JUSTO PÉREZ DE URBEL, O. S. B.

Tecla, mártir (s. I)

En su segundo viaje apostólico, hacia el año 48, san Pablo visita Iconio acompañado de Bernabé. Es una ciudad de Asia Menor que hoy forma parte de Turquía.

Al entrar en la ciudad es invitado cortés y amablemente por Onesíforo a hospedarse en su casa.

Las puertas están abiertas a quien quiera escuchar el anuncio del Evangelio. A la casa van acudiendo las gentes. Pero, aparte de los que se reúnen, alguien más escucha la Palabra. Se proponen doctrinas nuevas que resultan inauditas y apasionantes como la continencia y la resurrección.

Frente a ese punto de encuentro tiene su hogar una familia noble y rica. Allí vive Tecla con sus dieciocho años. Es la hija bellísima y casadera que se embelesa con lo que le llega de la predicación del Apóstol. Su  madre está inquieta y sumamente molesta porque sólo vive para escuchar lo que se está diciendo en la casa de enfrente; la ha visto como en éxtasis, ausente... ni siquiera come, día y noche está sin pestañear clavada en la ventana, no pierde detalle. Termina por comunicar a Tamiris, novio de Tecla, su preocupación. Todos los esfuerzos familiares se han aunado para hacerla desistir de su actitud y todos los razonamientos  resultan vanos a la hora de intentar que la joven se olvide de lo que está escuchando. Ella ha tomado la resolución de abandonar su vida cómoda y sus planes de futuro matrimonio, sólo quiere seguir a Jesús de quien Pablo habla.

Entre los amigos primero y entre conocidos después, va de boca en boca corriendo la noticia de lo que pasa a Tecla por escuchar a ese predicador acerca de un judío resucitado.

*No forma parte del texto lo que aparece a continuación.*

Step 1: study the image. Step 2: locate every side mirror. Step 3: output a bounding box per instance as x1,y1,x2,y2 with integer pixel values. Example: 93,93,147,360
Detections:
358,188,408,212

La clase alta de la ciudad se conmueve hasta tomarse la resolución de acusar a Pablo a las autoridades por brujería y hechizos.

Pablo es encarcelado y Tecla, sobornando al carcelero, entra loca de alegría en la cárcel y escucha horas y horas las grandezas de Dios, sentada en el suelo junto a los hierros del preso. Pablo fue azotado cruelmente y penado con el destierro. El delicado amor de Tamiris se trueca ahora en desesperación y odio contra quien fue su amada y se prepara una hoguera donde Tecla va a ser castigada. Es salvada milagrosamente  de las llamas y marcha de Iconio tras aquel hombre que inflama con el ardor de lo que predica. Ella misma va transmitiendo a todos –llegando a ser un ejemplo de apostolado laical realizado siempre fuera de las reuniones litúrgicas– el porqué de su modo de vivir, que es el Amor.

Muy anciana ya Tecla es tragada por la tierra.

Una novela forjada entre la verdad histórica y los entresijos de la fábula fue alimento en el amanecer del cristianismo para las primitivas comunidades de discípulos. La dulce virgen doncella de Iconio, de la que no hay constancia en los escritos neotestamentarios, fue contemplada como la doctrina de Pablo personificada. Este apócrifo recorre el mundo cristiano oriental y occidental sin que se pueda acertar a  establecer dónde está la historia y dónde la poesía o invención, pero en cualquier caso Tecla es paradigma de la entrega a Dios y de la fidelidad a su Palabra. Ya en el siglo XIV, una reliquia suya llegó de Armenia a Tarragona de la que es patrona.